Mais en entrant, à 19 h 30, dans la chambre d’Anne (les prénoms ont été modifiés), on découvre le tableau d’une passion qui défie les lois du grand âge, de la dégradation des corps et de la « bienséance ». Deux femmes de 89 et 100 ans, lovées l’une contre l’autre dans un minuscule lit médicalisé.

Imposante et fantasque grand-mère aux bras ornés de bracelets, Anne raconte à son aînée, Judith, délicate petite dame de 1,50 m au maintien parfait, l’activité apéro-jazz de la veille. Judith, bien que réputée sévère, lui réclame parfois un baiser. Sur le front. Sur la joue. Et, lorsqu’elle s’abandonne totalement, dans le cou. Les deux femmes se réchauffent, se consolent, s’écoutent.

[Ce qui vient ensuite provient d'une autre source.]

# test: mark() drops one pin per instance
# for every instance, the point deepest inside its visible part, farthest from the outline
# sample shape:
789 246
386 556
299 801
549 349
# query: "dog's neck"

« Il faut le voir pour le croire, s’exclame Anita, nouvellement responsable des aides-soignantes du 5e étage. Ça se passe tous les jours, du lundi au dimanche. L’une ne reste pas sans l’autre. C’est rare, surtout en maison de retraite. Avant, je travaillais au 4e. Mes collègues du 5e me racontaient. Mais je disais : “Ce n’est pas possible. Ce n’est pas vrai.” Il fallait que je monte à cet étage pour voir ça ! Normalement, nos pensionnaires, ils se crêpent le chignon. Là, c’est comme si elles se connaissaient depuis toujours. »

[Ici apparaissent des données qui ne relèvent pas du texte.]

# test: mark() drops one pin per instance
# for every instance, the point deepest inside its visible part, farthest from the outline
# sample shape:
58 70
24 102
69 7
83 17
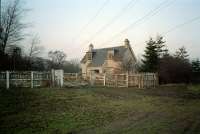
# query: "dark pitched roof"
99 55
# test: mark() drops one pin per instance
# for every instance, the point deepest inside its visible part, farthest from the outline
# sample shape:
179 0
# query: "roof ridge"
108 47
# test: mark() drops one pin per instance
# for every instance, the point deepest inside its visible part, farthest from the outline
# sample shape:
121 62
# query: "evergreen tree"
154 51
181 53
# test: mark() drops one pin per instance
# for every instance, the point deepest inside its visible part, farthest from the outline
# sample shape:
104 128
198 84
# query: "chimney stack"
91 47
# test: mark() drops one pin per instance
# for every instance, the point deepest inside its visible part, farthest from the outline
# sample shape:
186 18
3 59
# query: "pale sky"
61 24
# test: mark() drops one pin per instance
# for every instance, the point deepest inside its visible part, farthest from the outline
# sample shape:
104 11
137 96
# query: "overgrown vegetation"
168 109
171 68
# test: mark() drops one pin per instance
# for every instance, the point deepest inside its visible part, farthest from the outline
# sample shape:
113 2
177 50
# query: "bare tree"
12 23
57 58
35 48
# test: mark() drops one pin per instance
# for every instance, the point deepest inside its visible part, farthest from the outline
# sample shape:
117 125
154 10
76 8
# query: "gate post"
32 79
7 80
104 79
52 77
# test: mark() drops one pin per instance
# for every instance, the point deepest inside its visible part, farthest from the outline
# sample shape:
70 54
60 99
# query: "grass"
166 110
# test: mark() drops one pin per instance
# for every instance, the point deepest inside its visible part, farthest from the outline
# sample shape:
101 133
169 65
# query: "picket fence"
25 79
50 79
140 80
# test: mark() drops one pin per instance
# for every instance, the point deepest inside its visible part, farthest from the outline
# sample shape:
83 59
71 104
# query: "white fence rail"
58 78
25 79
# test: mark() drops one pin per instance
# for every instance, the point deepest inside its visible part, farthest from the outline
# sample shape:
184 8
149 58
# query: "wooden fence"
57 78
25 79
141 80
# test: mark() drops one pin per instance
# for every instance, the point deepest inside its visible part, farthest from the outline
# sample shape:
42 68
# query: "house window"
110 54
96 71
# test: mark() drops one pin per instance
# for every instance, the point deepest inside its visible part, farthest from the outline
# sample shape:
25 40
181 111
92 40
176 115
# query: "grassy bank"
166 110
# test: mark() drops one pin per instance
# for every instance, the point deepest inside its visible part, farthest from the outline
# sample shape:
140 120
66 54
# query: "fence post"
127 80
7 80
76 76
52 77
116 80
104 79
32 79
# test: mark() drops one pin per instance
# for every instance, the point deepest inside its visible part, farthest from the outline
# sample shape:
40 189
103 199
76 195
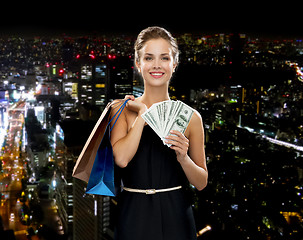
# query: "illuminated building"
104 78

« Ça jase, on parle de nous »

Chaque soir, après un interminable dîner en compagnie d’autres résidents pas vraiment à leur goût, dans les replis du lit de Judith, le temps s’arrête pour les deux résidentes. Mais lorsque la porte s’ouvre, à l’improviste, il reprend son cours brutal : « Je déteste cette manière qu’ont les aides-soignants d’entrer sans frapper, s’agace Anne. La dernière fois, un homme du personnel a sursauté en nous voyant toutes les deux. J’étais très énervée. Je lui ai dit que j’allais rejoindre ma chambre et lui ai demandé de partir. Malgré mon âge, je ne suis pas libérée du jugement des autres. Je sais que ça jase, qu’on parle de nous dans les couloirs. Et cela m’empêche de vivre cette histoire comme je le souhaiterais. »

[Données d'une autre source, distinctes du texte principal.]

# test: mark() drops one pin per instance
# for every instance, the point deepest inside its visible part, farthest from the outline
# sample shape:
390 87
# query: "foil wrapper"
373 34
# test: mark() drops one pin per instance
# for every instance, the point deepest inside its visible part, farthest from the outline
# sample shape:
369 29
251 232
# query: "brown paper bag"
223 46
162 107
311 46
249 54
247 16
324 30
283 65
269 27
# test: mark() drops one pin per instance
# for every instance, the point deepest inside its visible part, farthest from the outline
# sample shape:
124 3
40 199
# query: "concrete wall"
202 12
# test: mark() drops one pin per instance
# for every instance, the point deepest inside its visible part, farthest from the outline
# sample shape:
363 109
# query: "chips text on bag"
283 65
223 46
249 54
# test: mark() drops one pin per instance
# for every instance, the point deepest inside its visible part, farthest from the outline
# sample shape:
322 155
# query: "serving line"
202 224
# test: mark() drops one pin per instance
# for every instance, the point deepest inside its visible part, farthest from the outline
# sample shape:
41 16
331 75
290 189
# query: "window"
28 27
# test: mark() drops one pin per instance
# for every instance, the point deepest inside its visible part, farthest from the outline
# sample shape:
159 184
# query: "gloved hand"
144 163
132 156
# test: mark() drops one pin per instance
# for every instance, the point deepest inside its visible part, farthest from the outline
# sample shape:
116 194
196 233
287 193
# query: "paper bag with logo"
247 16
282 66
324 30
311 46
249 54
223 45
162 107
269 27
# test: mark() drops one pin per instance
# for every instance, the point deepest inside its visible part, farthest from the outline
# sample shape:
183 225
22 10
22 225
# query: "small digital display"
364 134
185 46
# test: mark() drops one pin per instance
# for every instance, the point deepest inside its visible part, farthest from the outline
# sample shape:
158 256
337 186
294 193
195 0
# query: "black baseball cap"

Cette passion singulière a débuté par un AVC. Le 1er janvier 2018, Judith avait convié un couple d’amis à célébrer la nouvelle année. A peine l’avaient-ils quittée qu’elle a senti son corps lui échapper. Surmontant une douleur aiguë, elle est parvenue à appeler les pompiers et à leur ouvrir le portail de sa demeure en région parisienne. Et puis, elle est tombée.